Now my main library association has been as a writer and researcher since 2001 with the National Library of Australia, which as you know, has one of the nation’s most significant collections of Australian material. Margie Burn, Head of the Australian Collection, happened to be visiting us on the very day I received the advance copies of King of the Wilderness, the official biography of Deny King. As the Library collects my papers, she was interested to know about the book. When she heard of the amazing contributions Deny King had made to science through his observations over 50 years in remote South West Tasmania, where no roads go even today, she suggested I write an article about it for the Library Magazine.
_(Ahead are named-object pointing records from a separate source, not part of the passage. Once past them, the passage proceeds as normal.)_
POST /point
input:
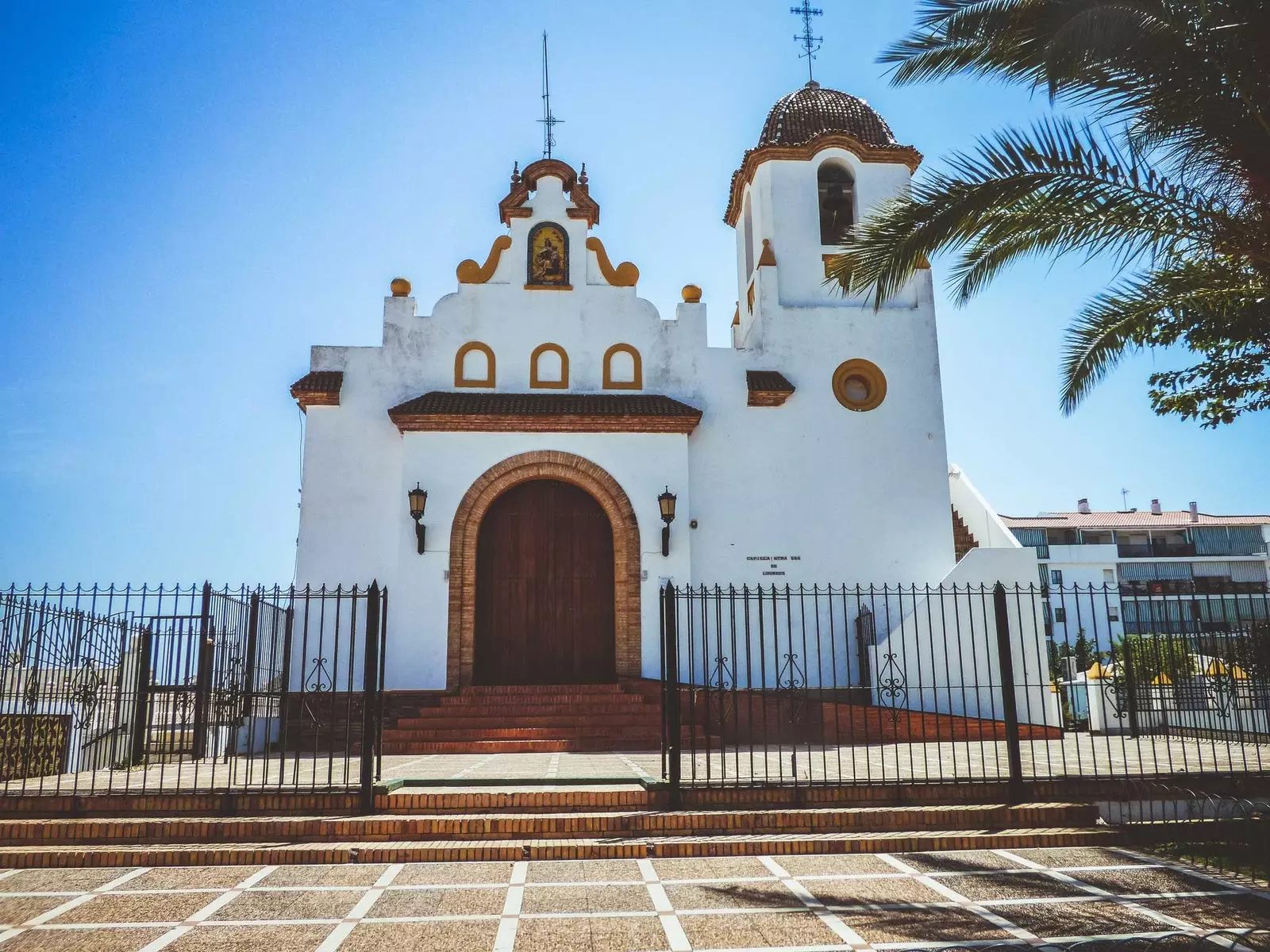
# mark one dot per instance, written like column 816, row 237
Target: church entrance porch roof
column 545, row 413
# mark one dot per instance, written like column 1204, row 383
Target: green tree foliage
column 1170, row 175
column 1153, row 655
column 1085, row 651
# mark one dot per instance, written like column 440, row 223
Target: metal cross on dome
column 810, row 44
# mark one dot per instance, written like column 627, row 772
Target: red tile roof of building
column 578, row 413
column 318, row 389
column 1142, row 520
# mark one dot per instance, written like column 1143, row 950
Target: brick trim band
column 543, row 465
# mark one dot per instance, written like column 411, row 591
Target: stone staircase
column 963, row 539
column 575, row 824
column 526, row 719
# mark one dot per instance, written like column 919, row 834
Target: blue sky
column 190, row 194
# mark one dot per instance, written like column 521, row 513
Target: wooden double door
column 545, row 588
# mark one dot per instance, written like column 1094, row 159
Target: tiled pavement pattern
column 856, row 901
column 1075, row 755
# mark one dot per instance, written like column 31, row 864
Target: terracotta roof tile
column 768, row 387
column 581, row 413
column 1118, row 520
column 814, row 109
column 318, row 389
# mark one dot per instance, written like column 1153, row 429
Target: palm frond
column 1058, row 190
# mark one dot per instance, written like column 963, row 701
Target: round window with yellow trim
column 859, row 385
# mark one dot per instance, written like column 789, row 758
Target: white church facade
column 549, row 413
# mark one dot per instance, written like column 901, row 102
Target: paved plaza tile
column 861, row 903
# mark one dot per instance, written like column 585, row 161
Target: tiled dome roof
column 813, row 111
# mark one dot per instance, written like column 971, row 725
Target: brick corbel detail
column 543, row 465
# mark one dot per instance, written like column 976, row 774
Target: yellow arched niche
column 537, row 381
column 637, row 382
column 460, row 380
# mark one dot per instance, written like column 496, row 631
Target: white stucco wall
column 832, row 494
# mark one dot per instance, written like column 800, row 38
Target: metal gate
column 190, row 689
column 831, row 685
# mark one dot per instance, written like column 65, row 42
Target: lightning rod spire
column 810, row 44
column 548, row 120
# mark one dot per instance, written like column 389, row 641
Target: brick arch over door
column 543, row 465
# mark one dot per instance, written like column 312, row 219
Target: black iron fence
column 1223, row 833
column 190, row 689
column 884, row 685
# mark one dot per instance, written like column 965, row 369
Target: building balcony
column 1155, row 550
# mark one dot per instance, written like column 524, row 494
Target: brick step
column 634, row 706
column 624, row 702
column 546, row 689
column 516, row 747
column 402, row 735
column 525, row 720
column 579, row 848
column 480, row 827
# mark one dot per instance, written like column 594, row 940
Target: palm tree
column 1168, row 175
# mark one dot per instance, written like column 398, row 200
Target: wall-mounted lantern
column 667, row 505
column 418, row 503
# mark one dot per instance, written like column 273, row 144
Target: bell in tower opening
column 837, row 202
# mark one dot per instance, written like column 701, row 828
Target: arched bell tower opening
column 836, row 194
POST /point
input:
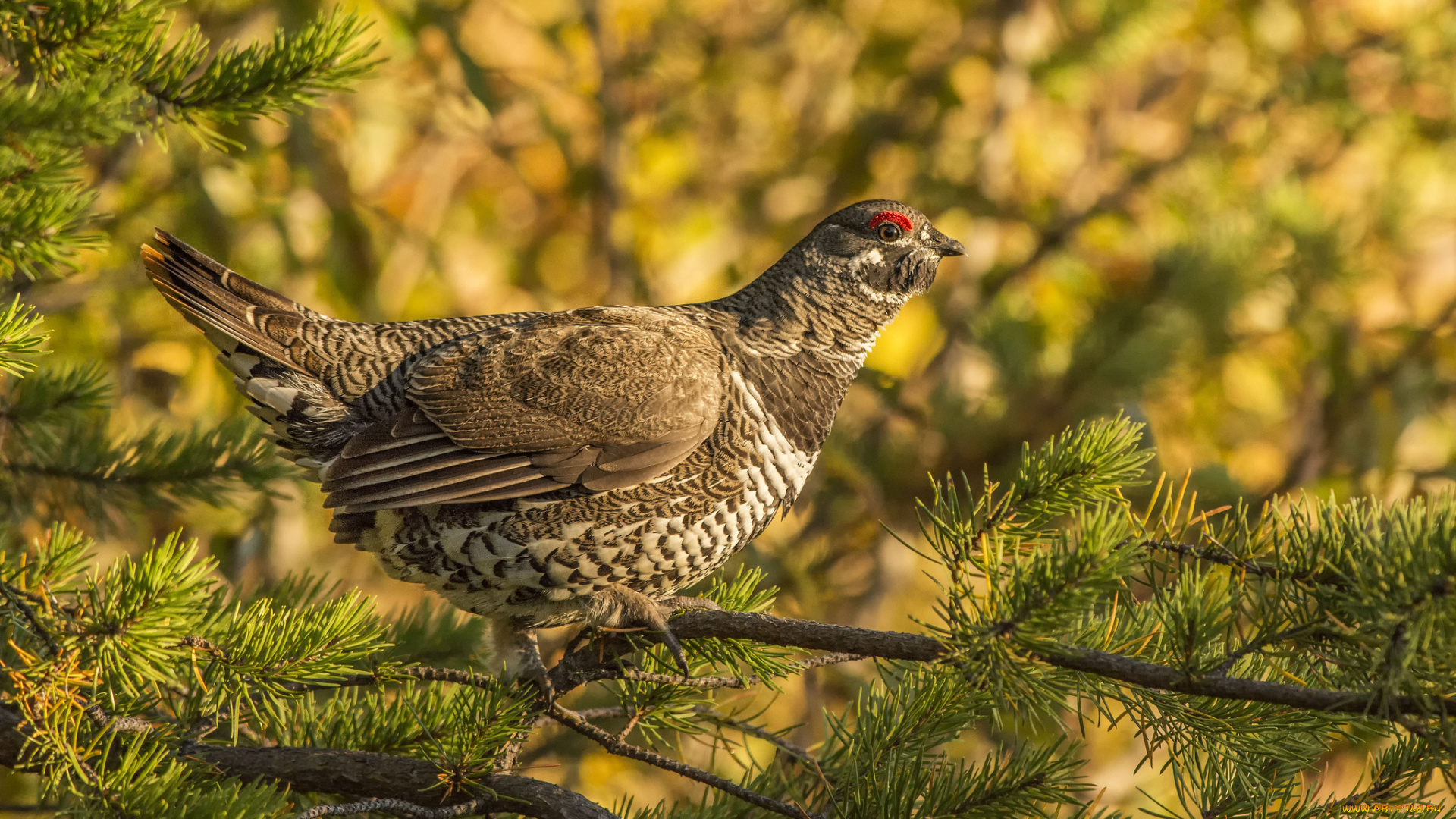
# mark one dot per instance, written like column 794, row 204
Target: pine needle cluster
column 89, row 74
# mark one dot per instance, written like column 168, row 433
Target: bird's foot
column 618, row 608
column 532, row 667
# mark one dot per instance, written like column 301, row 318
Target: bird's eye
column 890, row 226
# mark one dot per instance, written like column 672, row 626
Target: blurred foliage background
column 1232, row 221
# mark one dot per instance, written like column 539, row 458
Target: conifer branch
column 356, row 774
column 900, row 646
column 615, row 745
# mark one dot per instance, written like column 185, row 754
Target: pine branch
column 284, row 74
column 76, row 465
column 19, row 337
column 900, row 646
column 620, row 748
column 353, row 774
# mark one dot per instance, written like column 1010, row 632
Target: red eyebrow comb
column 892, row 216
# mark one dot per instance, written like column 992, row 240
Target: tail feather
column 256, row 334
column 223, row 303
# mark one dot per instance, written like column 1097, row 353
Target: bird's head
column 884, row 246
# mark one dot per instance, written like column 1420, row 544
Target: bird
column 546, row 468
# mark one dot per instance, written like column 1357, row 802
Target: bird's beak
column 944, row 245
column 949, row 248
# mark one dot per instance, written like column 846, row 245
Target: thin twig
column 101, row 719
column 1258, row 646
column 398, row 808
column 613, row 745
column 14, row 595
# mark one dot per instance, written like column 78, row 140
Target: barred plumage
column 539, row 466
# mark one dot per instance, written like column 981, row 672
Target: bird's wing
column 601, row 398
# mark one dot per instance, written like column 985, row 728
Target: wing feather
column 599, row 398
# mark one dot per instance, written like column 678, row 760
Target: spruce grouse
column 545, row 468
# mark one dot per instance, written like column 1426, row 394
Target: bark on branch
column 900, row 646
column 357, row 774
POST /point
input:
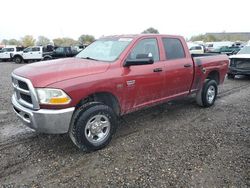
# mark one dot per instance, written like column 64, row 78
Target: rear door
column 144, row 82
column 179, row 68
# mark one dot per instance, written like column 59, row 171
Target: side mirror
column 144, row 61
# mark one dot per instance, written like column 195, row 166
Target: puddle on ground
column 12, row 130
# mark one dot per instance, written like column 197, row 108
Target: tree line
column 29, row 40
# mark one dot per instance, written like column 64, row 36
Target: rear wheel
column 93, row 126
column 207, row 95
column 230, row 76
column 46, row 59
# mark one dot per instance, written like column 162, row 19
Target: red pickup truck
column 115, row 75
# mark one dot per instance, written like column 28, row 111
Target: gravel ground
column 177, row 144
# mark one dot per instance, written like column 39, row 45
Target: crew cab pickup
column 115, row 75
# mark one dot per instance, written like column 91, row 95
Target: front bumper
column 44, row 120
column 235, row 71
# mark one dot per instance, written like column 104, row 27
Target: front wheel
column 93, row 126
column 17, row 59
column 230, row 76
column 207, row 95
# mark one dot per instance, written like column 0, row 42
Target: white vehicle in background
column 36, row 53
column 11, row 53
column 212, row 46
column 240, row 63
column 196, row 48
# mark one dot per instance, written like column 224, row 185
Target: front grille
column 23, row 85
column 24, row 92
column 243, row 64
column 26, row 98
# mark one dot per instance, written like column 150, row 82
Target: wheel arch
column 214, row 75
column 17, row 55
column 106, row 98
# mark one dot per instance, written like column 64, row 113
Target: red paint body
column 80, row 78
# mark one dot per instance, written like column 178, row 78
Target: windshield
column 245, row 50
column 108, row 49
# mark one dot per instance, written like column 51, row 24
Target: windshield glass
column 107, row 49
column 245, row 50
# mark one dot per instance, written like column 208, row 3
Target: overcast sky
column 61, row 18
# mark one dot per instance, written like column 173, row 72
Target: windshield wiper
column 90, row 58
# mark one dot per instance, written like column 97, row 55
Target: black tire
column 230, row 76
column 203, row 97
column 46, row 59
column 17, row 59
column 79, row 128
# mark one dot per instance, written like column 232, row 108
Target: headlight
column 52, row 96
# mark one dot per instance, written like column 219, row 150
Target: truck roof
column 140, row 35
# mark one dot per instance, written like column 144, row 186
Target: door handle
column 187, row 65
column 158, row 70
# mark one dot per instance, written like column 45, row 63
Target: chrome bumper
column 43, row 120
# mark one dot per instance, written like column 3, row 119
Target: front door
column 144, row 82
column 179, row 68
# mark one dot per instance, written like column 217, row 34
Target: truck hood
column 45, row 73
column 240, row 56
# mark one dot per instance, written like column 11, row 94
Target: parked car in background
column 62, row 52
column 11, row 53
column 113, row 76
column 36, row 53
column 197, row 49
column 240, row 63
column 229, row 50
column 212, row 46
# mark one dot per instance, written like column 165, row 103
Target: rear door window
column 173, row 48
column 144, row 49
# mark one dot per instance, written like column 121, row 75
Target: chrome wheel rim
column 97, row 129
column 210, row 94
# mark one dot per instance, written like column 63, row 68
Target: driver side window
column 144, row 49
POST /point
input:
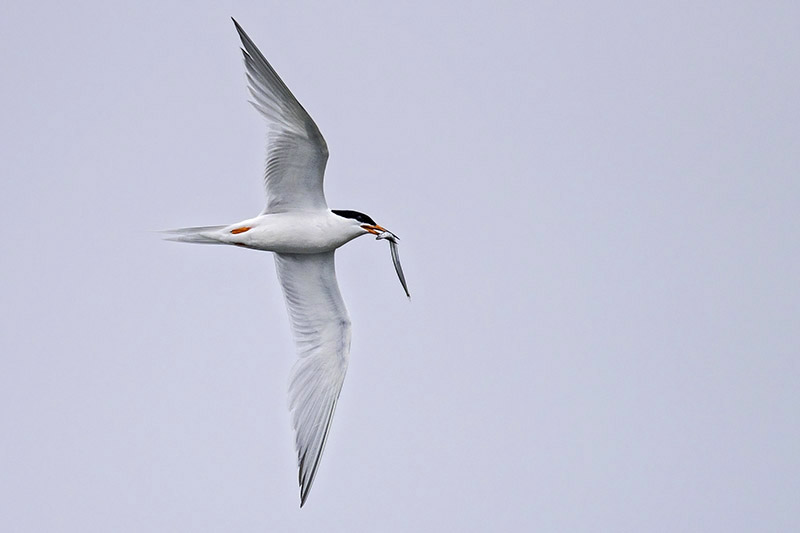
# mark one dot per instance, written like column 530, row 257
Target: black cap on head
column 361, row 217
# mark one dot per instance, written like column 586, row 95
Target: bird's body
column 303, row 233
column 293, row 232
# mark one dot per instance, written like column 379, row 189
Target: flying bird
column 303, row 234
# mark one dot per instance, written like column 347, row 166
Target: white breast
column 294, row 232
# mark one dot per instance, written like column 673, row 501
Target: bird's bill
column 375, row 230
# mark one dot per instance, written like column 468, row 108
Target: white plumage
column 297, row 225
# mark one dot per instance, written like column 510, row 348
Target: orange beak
column 375, row 230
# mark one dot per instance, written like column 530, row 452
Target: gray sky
column 599, row 205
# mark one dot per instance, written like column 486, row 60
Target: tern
column 297, row 226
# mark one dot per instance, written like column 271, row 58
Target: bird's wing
column 296, row 151
column 321, row 328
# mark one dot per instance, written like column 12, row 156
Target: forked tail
column 197, row 234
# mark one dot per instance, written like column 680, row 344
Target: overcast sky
column 599, row 206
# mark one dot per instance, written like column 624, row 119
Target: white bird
column 303, row 234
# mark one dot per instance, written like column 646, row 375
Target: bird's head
column 365, row 222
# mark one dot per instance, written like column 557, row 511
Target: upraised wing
column 321, row 328
column 296, row 151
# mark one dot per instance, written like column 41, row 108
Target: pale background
column 599, row 206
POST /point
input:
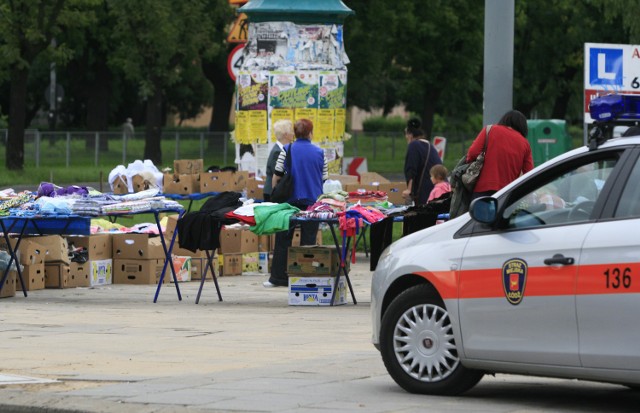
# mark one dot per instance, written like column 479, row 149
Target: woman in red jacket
column 508, row 153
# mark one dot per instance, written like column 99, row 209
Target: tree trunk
column 152, row 149
column 98, row 105
column 222, row 100
column 18, row 97
column 428, row 111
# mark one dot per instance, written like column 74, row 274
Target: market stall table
column 75, row 225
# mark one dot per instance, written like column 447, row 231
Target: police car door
column 517, row 281
column 608, row 289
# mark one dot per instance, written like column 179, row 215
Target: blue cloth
column 307, row 167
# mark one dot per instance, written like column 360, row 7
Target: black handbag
column 284, row 188
column 474, row 168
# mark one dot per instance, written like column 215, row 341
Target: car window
column 566, row 197
column 629, row 205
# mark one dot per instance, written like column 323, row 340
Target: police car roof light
column 615, row 107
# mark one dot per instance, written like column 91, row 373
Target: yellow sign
column 239, row 30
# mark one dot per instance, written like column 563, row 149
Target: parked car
column 541, row 279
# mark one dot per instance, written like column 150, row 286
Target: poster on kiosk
column 291, row 71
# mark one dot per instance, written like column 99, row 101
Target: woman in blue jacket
column 309, row 171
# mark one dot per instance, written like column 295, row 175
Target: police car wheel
column 418, row 347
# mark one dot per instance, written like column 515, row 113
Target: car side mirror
column 484, row 210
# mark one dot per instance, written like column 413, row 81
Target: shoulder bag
column 416, row 195
column 284, row 188
column 472, row 172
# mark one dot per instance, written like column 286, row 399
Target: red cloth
column 508, row 156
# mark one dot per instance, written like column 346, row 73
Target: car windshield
column 565, row 198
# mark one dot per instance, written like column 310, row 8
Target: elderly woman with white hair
column 283, row 130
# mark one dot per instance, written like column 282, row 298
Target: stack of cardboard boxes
column 238, row 252
column 372, row 181
column 137, row 259
column 57, row 270
column 185, row 178
column 98, row 269
column 223, row 181
column 188, row 265
column 31, row 257
column 312, row 273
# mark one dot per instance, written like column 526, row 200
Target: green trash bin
column 548, row 138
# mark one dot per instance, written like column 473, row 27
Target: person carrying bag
column 284, row 188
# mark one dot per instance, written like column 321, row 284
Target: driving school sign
column 610, row 68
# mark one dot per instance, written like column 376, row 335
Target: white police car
column 542, row 279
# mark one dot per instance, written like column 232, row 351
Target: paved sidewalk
column 111, row 349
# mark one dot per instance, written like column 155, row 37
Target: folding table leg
column 12, row 253
column 342, row 268
column 208, row 266
column 167, row 258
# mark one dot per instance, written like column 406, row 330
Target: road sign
column 610, row 68
column 238, row 33
column 235, row 60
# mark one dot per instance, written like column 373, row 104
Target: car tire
column 418, row 346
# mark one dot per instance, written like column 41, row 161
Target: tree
column 27, row 30
column 426, row 55
column 156, row 41
column 549, row 54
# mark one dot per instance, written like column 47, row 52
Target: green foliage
column 384, row 124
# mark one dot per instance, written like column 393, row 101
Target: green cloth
column 272, row 218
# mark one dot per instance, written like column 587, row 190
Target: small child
column 439, row 178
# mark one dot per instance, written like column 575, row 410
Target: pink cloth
column 438, row 190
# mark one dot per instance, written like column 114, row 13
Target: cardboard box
column 137, row 246
column 120, row 186
column 229, row 264
column 29, row 252
column 372, row 178
column 188, row 166
column 101, row 272
column 182, row 267
column 33, row 277
column 223, row 181
column 313, row 260
column 57, row 275
column 394, row 192
column 250, row 262
column 316, row 291
column 238, row 241
column 297, row 233
column 79, row 274
column 55, row 246
column 98, row 246
column 9, row 287
column 197, row 268
column 137, row 271
column 181, row 184
column 255, row 188
column 263, row 263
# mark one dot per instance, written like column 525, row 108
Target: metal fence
column 107, row 149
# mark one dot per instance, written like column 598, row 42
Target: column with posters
column 305, row 71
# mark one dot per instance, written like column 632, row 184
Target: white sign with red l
column 610, row 68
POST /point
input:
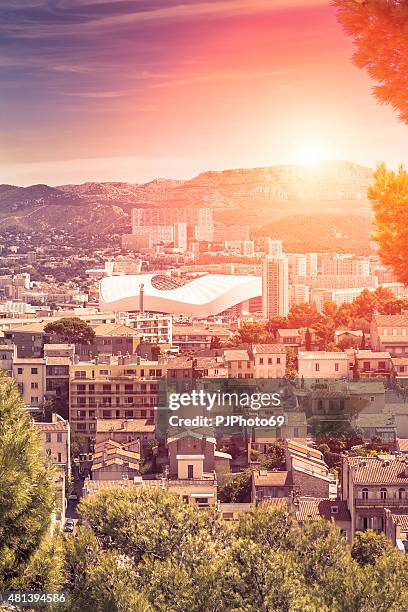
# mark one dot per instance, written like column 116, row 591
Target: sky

It turned out to be 2 articles and the beginning of a new direction in my writing, as the then Head of Publications, John Thompson, invited me to research and write about natural history treasures in the collection.
One of the major treasures is the Mathews Collection and to my delight the first subject suggested to me was its creator, ornithologist Gregory Mathews. I was 10 when my first pieces of writing, observations about the birds in our Wahroonga garden and nearby bush on Sydney’s North Shore, were published in the children’s pages of the Sydney Morning Herald and the nature magazine Wild Life. And when I heard that the great Gregory Mathews was to visit a bird-watching group in a nearby suburb, I hopped on my bike and rode 4 miles to gaze on him. I didn’t know what to say to him and he certainly did not know what to say to a 10 year old girl! But I did meet Gregory Mathews! And 63 years later I was invited to write about him and see some of his remarkable collection of paintings by an artist I and most other bird-lovers had never heard of – Lilian Medland.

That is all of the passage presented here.